Conrad Hal Waddington was born in Evesham on 8 November 1905 to Hal and Mary Ellen (Warner) Waddington. He spent his first few years on a tea estate in South India, where his father was a tea planter. He married Justin, daughter of the writer Amber Reeves, and is the father of mathematician Dusa McDuff and anthropologist Caroline Humphrey.
C. H. Waddington was educated at Clifton College, a coeducational public school in Bristol, England, and at the University of Cambridge.

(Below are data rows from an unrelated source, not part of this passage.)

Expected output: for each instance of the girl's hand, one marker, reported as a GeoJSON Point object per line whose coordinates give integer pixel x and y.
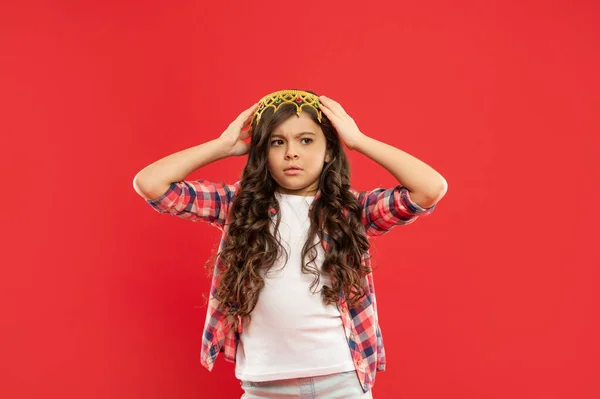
{"type": "Point", "coordinates": [233, 138]}
{"type": "Point", "coordinates": [342, 122]}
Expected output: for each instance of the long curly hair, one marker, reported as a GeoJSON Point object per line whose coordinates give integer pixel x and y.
{"type": "Point", "coordinates": [251, 249]}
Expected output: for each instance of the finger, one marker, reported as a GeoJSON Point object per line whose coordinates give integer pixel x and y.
{"type": "Point", "coordinates": [245, 117]}
{"type": "Point", "coordinates": [244, 134]}
{"type": "Point", "coordinates": [327, 111]}
{"type": "Point", "coordinates": [332, 104]}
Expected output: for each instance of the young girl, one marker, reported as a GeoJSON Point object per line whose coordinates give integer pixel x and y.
{"type": "Point", "coordinates": [292, 300]}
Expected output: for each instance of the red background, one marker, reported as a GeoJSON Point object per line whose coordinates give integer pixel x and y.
{"type": "Point", "coordinates": [493, 296]}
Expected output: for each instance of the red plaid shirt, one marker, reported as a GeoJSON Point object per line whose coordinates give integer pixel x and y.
{"type": "Point", "coordinates": [381, 210]}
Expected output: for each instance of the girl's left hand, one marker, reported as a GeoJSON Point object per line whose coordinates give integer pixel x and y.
{"type": "Point", "coordinates": [342, 122]}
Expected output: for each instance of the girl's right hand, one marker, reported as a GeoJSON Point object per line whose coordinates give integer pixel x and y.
{"type": "Point", "coordinates": [234, 136]}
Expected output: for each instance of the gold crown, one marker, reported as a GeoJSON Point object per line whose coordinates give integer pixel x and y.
{"type": "Point", "coordinates": [297, 97]}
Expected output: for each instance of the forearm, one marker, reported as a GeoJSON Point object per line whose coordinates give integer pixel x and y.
{"type": "Point", "coordinates": [425, 184]}
{"type": "Point", "coordinates": [154, 180]}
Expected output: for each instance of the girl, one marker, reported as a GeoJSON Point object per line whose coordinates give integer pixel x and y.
{"type": "Point", "coordinates": [292, 300]}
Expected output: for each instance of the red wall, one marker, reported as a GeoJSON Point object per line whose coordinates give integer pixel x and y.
{"type": "Point", "coordinates": [493, 296]}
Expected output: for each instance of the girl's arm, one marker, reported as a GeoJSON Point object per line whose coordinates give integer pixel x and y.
{"type": "Point", "coordinates": [426, 186]}
{"type": "Point", "coordinates": [152, 181]}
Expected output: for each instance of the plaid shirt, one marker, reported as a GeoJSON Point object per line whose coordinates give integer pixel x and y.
{"type": "Point", "coordinates": [382, 209]}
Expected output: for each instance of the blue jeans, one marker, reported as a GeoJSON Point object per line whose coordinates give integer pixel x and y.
{"type": "Point", "coordinates": [333, 386]}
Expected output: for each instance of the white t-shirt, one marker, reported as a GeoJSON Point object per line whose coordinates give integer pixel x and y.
{"type": "Point", "coordinates": [291, 333]}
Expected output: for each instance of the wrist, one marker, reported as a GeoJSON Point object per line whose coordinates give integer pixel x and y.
{"type": "Point", "coordinates": [358, 143]}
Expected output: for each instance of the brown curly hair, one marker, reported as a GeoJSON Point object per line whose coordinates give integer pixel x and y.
{"type": "Point", "coordinates": [250, 249]}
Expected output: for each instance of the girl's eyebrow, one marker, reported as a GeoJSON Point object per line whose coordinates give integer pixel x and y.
{"type": "Point", "coordinates": [296, 135]}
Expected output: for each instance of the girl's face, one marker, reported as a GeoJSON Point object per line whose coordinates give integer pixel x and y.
{"type": "Point", "coordinates": [297, 152]}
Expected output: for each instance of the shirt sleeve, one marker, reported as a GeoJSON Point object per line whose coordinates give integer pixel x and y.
{"type": "Point", "coordinates": [199, 200]}
{"type": "Point", "coordinates": [382, 209]}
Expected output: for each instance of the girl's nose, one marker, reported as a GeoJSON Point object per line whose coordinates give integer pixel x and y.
{"type": "Point", "coordinates": [291, 153]}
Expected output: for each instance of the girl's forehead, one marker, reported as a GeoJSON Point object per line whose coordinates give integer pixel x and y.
{"type": "Point", "coordinates": [295, 125]}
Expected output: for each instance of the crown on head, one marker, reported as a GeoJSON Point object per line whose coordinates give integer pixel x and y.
{"type": "Point", "coordinates": [299, 98]}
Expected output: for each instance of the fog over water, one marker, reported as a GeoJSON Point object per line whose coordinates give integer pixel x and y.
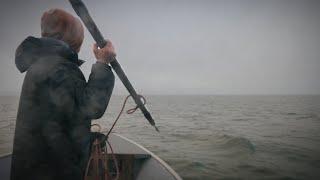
{"type": "Point", "coordinates": [188, 46]}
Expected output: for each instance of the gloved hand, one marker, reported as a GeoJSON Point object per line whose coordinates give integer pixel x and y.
{"type": "Point", "coordinates": [101, 137]}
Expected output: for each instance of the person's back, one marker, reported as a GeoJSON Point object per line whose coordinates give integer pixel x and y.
{"type": "Point", "coordinates": [52, 136]}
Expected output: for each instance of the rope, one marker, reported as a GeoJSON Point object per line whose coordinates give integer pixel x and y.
{"type": "Point", "coordinates": [99, 153]}
{"type": "Point", "coordinates": [129, 111]}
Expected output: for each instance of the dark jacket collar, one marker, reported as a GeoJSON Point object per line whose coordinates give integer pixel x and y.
{"type": "Point", "coordinates": [32, 49]}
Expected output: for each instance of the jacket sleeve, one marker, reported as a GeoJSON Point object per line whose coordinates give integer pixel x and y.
{"type": "Point", "coordinates": [90, 98]}
{"type": "Point", "coordinates": [93, 99]}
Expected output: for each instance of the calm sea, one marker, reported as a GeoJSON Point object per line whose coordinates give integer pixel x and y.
{"type": "Point", "coordinates": [217, 137]}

At Cambridge he took the natural sciences tripos and graduated in geology in 1926. His postgraduate work included studies in geology, palaeontology, philosophy and embryology. From 1930 to 1945, he was embryologist and lecturer in zoology at Strangeways Research Laboratory, Cambridge. During World War II, he engaged in operations research for the military, working, among other things, on photographic reconnaissance.
Beginning in 1945, Waddington occupied the position of chief geneticist at the new National Animal Breeding and Genetics Research Organization. In 1947, he combined that position with the position of chair of animal genetics at the University of Edinburgh, thereby forming the Institute of Animal Genetics. This had the effect of making the genetics department the largest in the United Kingdom and one of the largest in the world. In 1970, he accepted the invitation of the State University of New York at Buffalo to spend two years as the Albert Einstein Chair in Science.

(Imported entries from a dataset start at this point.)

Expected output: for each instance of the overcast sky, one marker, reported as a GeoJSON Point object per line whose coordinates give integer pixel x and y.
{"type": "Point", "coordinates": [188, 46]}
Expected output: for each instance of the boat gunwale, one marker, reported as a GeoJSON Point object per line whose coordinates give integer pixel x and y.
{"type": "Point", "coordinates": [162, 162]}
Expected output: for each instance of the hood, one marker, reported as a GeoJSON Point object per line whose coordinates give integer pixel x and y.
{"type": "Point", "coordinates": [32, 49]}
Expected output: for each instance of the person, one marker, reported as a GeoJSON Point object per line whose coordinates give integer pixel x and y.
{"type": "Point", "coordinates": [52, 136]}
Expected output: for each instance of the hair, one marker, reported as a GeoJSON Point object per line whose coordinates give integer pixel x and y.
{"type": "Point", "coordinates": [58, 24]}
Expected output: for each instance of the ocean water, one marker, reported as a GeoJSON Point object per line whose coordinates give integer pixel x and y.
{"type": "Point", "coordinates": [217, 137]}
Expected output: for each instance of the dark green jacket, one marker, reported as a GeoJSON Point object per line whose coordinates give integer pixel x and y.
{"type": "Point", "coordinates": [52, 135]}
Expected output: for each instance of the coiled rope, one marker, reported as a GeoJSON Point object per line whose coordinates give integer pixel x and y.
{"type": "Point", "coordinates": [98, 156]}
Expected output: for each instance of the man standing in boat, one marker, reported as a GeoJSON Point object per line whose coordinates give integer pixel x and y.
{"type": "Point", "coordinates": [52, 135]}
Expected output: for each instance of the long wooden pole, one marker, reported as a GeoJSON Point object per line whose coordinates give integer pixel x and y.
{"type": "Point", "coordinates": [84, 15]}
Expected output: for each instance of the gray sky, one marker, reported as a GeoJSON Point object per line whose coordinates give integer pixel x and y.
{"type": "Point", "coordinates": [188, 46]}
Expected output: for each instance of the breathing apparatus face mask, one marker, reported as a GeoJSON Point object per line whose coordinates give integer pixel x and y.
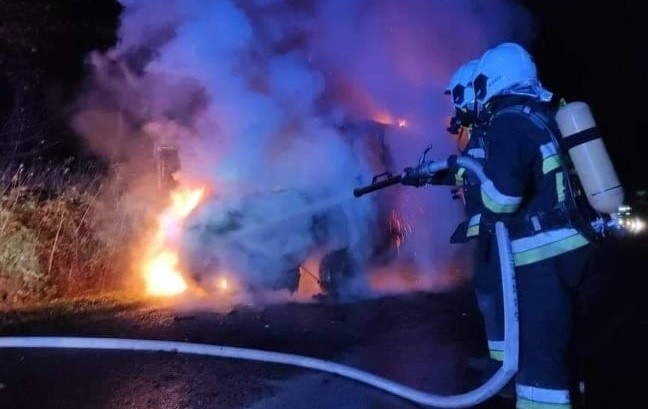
{"type": "Point", "coordinates": [463, 118]}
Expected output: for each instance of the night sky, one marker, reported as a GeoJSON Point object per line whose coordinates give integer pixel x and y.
{"type": "Point", "coordinates": [596, 53]}
{"type": "Point", "coordinates": [592, 52]}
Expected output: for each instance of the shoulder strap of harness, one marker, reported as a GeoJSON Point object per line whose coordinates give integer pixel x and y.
{"type": "Point", "coordinates": [571, 207]}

Among his many honours and awards were honorary degrees from the universities of Aberdeen, Dublin, Geneva, Montreal and Prague. From 1934 to 1945, he was Elected Fellow of Christ’s College, University of Cambridge. Other honours include: 1948, Elected Fellow, Royal Society; 1957, Elected Member, Finnish Academy; 1958, Awarded CBE; 1959, Elected Member, American Academy of Arts and Sciences; 1974, Elected Fellow, Deutsche Akademie der Naturforscher Leopoldina.

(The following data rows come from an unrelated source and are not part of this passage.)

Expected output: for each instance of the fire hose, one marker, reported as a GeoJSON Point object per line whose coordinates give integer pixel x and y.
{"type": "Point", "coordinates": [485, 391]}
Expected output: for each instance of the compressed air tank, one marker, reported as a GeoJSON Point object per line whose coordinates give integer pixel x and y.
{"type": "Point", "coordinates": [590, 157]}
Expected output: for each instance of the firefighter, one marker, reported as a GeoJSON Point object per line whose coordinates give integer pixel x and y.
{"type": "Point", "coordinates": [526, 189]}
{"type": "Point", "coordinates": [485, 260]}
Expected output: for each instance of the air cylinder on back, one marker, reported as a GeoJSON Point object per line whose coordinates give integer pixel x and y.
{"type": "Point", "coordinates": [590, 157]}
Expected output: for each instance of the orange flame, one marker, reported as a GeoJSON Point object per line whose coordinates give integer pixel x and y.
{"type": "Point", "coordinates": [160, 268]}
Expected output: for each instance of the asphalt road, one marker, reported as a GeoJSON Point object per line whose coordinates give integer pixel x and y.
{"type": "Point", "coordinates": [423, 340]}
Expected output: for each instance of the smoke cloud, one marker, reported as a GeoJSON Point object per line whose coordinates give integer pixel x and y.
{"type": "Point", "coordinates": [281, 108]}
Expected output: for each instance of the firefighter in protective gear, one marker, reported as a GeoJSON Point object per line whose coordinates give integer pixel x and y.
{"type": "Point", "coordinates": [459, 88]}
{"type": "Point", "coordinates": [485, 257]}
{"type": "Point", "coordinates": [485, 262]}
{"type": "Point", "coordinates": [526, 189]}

The 1971 Gifford Lectures given at the University of Edinburgh by C. H. Waddington, A. J. P. Kenny, H. C. Longuet-Higgins and J. R. Lucas resulted in two books: The Nature of Mind(1972) and The Development of Mind (1973). Other books by Mr. Waddington include:Introduction to Modern Genetics (1939); Organisers and Genes (1940); The Scientific Attitude (1941); The Epigenetics of Birds (1952); Principles of Embryology (1956); The Ethical Animal (1960); The Nature of Life (1961); New Patterns in Genetics and Development(1962); Towards a Theoretical Biology, vols. 1 and 2 (1969), vol. 3 (1970); Behind Appearances (1970); Operational Research in World War Two (1973); and The Evolution of an Evolutionist (1975). In addition, he edited Science and Ethics (1942) and Principles of Development and Differentiation (1966).
Conrad Hal Waddington died 26 September 1975.